A cut is defined as a partition of vertices of a graph.  There may exist lots of algorithms related to cuts of graphs, we only summarize min-cut algorithm and its GPU parallelization.

Min-cut algorithm

Min-cut algorithm finds a partition {S, T} of vertices with the minimum sum of edge weights in a cut-set c(S, T) = {(u, v) | u∈ S, v ∈ T}. In this report, we only consider st min-cut problem, which is that we are also given two nodes, s ∈ S and t ∈ T.

Problem of finding st min-cut can be converted to its dual problem, which is a max-flow problem (max-flow min-cut theorem). Given a graph with edge capacities u(e) and a source node s and a sink node t, max-flow problem is to find the maximum possible flow from s to t.

A flow f(e) of an edge e must satisfy these constraints:

• 0 ≤ f(e) ≤ u(e)
• flow leaving a vertex v = flow entering a vertex v (v ≠ s, t)

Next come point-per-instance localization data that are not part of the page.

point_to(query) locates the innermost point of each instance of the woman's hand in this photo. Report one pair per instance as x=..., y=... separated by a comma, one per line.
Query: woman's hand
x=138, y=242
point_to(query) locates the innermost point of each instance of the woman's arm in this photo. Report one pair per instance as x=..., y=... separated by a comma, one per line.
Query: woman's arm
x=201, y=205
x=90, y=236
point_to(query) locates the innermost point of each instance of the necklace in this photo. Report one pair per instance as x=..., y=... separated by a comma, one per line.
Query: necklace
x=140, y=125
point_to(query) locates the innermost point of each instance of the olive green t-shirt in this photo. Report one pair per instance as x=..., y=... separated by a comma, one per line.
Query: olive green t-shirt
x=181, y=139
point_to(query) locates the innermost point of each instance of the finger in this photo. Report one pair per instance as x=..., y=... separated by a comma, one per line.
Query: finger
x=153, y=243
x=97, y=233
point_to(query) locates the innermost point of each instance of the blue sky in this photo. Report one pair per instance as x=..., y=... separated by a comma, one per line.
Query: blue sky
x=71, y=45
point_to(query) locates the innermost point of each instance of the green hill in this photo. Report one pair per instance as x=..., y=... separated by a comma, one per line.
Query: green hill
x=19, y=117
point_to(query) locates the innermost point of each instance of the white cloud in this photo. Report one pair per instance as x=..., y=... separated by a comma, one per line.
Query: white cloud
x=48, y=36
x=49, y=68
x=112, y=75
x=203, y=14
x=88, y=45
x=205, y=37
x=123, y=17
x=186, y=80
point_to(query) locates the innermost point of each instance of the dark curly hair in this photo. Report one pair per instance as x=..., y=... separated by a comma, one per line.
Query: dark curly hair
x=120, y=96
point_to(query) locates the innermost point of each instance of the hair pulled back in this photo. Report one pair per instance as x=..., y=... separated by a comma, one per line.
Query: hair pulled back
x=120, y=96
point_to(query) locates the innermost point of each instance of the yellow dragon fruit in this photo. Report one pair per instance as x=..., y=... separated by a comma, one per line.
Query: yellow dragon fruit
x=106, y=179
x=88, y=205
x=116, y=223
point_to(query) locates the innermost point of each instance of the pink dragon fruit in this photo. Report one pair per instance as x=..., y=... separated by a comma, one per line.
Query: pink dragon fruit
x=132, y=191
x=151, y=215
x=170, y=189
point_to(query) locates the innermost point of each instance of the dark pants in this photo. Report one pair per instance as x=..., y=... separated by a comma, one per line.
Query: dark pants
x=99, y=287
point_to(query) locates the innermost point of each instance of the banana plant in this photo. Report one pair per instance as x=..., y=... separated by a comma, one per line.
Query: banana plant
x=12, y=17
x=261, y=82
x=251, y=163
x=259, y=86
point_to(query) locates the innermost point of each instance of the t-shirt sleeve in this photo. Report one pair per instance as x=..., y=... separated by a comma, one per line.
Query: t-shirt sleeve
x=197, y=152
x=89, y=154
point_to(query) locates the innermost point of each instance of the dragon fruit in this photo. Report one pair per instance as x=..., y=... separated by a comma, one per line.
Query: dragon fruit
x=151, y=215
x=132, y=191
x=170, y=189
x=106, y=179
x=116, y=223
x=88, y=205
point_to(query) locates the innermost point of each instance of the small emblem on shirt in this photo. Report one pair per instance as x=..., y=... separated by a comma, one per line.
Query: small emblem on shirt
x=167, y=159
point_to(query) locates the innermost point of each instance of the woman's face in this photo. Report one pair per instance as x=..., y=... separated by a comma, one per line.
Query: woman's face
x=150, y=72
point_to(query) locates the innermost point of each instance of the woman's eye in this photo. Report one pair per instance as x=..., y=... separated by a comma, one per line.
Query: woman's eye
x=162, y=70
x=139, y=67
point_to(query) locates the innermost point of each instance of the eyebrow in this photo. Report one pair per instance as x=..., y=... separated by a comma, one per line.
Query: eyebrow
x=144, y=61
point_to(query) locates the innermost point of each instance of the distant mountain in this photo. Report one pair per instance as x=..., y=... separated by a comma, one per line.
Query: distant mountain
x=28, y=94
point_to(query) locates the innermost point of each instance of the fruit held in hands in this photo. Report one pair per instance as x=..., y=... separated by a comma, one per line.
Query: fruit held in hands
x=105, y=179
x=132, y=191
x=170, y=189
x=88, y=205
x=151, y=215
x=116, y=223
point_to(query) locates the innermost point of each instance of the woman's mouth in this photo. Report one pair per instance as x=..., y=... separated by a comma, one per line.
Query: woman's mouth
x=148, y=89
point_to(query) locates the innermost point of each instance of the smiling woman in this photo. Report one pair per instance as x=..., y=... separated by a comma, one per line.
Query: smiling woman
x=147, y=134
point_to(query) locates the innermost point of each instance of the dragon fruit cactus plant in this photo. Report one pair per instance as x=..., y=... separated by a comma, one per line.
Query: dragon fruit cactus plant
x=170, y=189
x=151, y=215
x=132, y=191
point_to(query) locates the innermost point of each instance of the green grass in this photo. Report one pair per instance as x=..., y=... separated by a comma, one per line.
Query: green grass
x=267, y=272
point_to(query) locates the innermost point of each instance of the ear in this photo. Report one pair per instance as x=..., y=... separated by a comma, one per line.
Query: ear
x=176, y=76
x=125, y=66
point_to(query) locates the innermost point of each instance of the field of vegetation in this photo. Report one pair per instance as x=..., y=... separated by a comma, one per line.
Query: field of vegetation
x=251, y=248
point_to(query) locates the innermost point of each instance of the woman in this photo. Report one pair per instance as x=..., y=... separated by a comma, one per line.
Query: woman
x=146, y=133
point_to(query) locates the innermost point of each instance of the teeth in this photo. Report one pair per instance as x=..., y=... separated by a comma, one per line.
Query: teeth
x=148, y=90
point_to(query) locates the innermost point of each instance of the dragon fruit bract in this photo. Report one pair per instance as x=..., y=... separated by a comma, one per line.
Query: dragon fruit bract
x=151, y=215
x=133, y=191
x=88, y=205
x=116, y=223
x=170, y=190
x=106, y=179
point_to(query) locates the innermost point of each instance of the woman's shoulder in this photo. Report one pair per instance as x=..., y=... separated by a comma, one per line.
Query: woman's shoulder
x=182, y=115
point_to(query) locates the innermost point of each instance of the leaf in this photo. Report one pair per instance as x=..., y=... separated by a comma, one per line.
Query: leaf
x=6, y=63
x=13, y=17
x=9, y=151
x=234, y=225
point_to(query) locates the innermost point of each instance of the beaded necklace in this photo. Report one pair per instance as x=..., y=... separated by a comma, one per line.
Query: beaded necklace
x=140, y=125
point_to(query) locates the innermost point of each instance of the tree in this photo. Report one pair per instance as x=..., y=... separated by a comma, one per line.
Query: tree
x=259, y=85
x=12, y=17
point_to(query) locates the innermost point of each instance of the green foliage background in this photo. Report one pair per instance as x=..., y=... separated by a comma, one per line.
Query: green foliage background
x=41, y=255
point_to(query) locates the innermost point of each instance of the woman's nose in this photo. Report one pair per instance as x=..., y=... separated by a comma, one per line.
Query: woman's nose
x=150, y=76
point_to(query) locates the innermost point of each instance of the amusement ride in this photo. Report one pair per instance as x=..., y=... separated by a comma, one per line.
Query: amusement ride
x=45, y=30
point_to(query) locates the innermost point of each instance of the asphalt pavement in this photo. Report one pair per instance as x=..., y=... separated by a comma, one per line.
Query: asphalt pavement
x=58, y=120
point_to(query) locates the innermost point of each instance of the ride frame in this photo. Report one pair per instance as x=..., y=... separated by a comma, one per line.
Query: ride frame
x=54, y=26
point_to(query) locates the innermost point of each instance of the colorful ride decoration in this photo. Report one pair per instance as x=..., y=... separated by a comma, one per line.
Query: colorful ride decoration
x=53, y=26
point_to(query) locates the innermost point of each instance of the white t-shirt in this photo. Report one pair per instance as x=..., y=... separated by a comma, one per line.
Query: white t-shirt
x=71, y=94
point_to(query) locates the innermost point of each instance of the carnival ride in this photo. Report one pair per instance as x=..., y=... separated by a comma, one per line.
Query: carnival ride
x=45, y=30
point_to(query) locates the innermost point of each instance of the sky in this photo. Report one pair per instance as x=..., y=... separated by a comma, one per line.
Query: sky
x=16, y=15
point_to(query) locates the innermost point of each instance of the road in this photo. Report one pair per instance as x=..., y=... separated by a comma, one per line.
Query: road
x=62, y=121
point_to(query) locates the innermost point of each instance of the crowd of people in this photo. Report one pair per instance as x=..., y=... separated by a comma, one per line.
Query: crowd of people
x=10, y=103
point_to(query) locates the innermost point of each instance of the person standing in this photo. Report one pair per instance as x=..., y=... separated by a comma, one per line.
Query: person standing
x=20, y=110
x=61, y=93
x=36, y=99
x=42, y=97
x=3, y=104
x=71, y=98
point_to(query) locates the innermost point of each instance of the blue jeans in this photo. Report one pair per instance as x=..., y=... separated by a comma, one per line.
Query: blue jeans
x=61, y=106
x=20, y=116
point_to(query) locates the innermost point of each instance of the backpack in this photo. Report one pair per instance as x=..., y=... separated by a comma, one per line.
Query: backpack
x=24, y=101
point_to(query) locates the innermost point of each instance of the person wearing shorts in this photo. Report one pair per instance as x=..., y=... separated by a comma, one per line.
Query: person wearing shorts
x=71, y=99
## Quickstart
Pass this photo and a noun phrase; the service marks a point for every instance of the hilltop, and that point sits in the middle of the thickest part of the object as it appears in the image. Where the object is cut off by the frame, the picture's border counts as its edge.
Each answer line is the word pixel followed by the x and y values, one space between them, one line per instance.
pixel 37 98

given the solution of max-flow algorithm, the solution of min-cut algorithm can be easily obtained by removing saturated edges from graph. After edge removal, the nodes reachable from s are assigned to the partition S, and remaining nodes are assigned to T.

Edmond-Karp Method

This algorithm is a specialization of Ford-Fulkerson algorithm. Although this algorithm is similar to Ford-Fulkerson algorithm, this algorithm also runs when edge weights are not integers. Given an initial graph, we start from flow=0 and "fill" flow on a path from s to t. We repeat this process until we have no more possible path from s to t. The simplified algorithm outline is as follows:

1. Repeat while there is no more possible path from s to t:

   1. find the shortest path from s to t (use BFS or anything).
   2. subtract the capacity(or edge weight) from the capacities of edges on the path

The time-complexity of this algorithm is O(VE²).

Goldberg's Push-Relabel Algorithm

As we can infer from the name of the algorithm, we perform two types of operations on each nodes: push and relabel.

In this algorithm, we only 'push' from a node u to v when 'height' of u is higher than v. Therefore, we give | V | and 0 for height of s and t (the longest path from s to t is at most | V | long).

A push from a node u to v is an operation sending a flow from u to v and it is only performed when node u and v satisfy all of the conditions below:

• The flow entering u is larger than flow leaving u. (i.e. excess(u) > 0)
• Edge capacity from u to v is nonzero.
• u is higher than v.

If all these three conditions are satisfied, the maximal possible value of flow is sent to u to v.

Relabeling is a process of reassigning height of each node. This is done when the conditions below are all satisfied:

• The flow entering u is larger than flow leaving u.
• u is higher than any other v that edge (u, v) is not saturated.

then the height of u is set to a minimal value that satisfies height(u) > height(v).

Given these two operations, the algorithm outline of Push-Relabel algorithm becomes simple as below:

1. While we have a node that is available for Push or Relabel:

   1. Perform push
   2. or perform Relabel.

The time-complexity of this algorithm is known to be O(V²E)

GPU-Parallelization of Push-Relabel Algorithm

As both Push and Relabel operations are local operations, parallelized version of st min-cut algorithm can be implemented using Push-Relabel algorithm.

Most naïvely, we can run a thread for a node. Each thread will perform Push and Relabel operation. However, this will not work because of the synchronization problem. It is because the operation on a node effects the neighboring nodes.

To avoid synchronization problem, Vivhab Vineet and P. J. Narayanan divided Push operation into Push and Pull kernels.

• In a Push kernel, each node pushes flows to its neighbors. the flows are stored in separate variables to prevent read/write conflicts.
• In a Pull kernel, the results of Push kernel is collected and applied to each node. Excess flow of each node (excess(u)) is calculated.

If hardware allows atomic add operations, Push and Pull can be performed in a single kernel without read/write conflicts. Implementation like this will lessen the global memory access and lead to the fast convergence.

However if hardware does not support atomic operations, Push kernel and Pull kernel must be separated.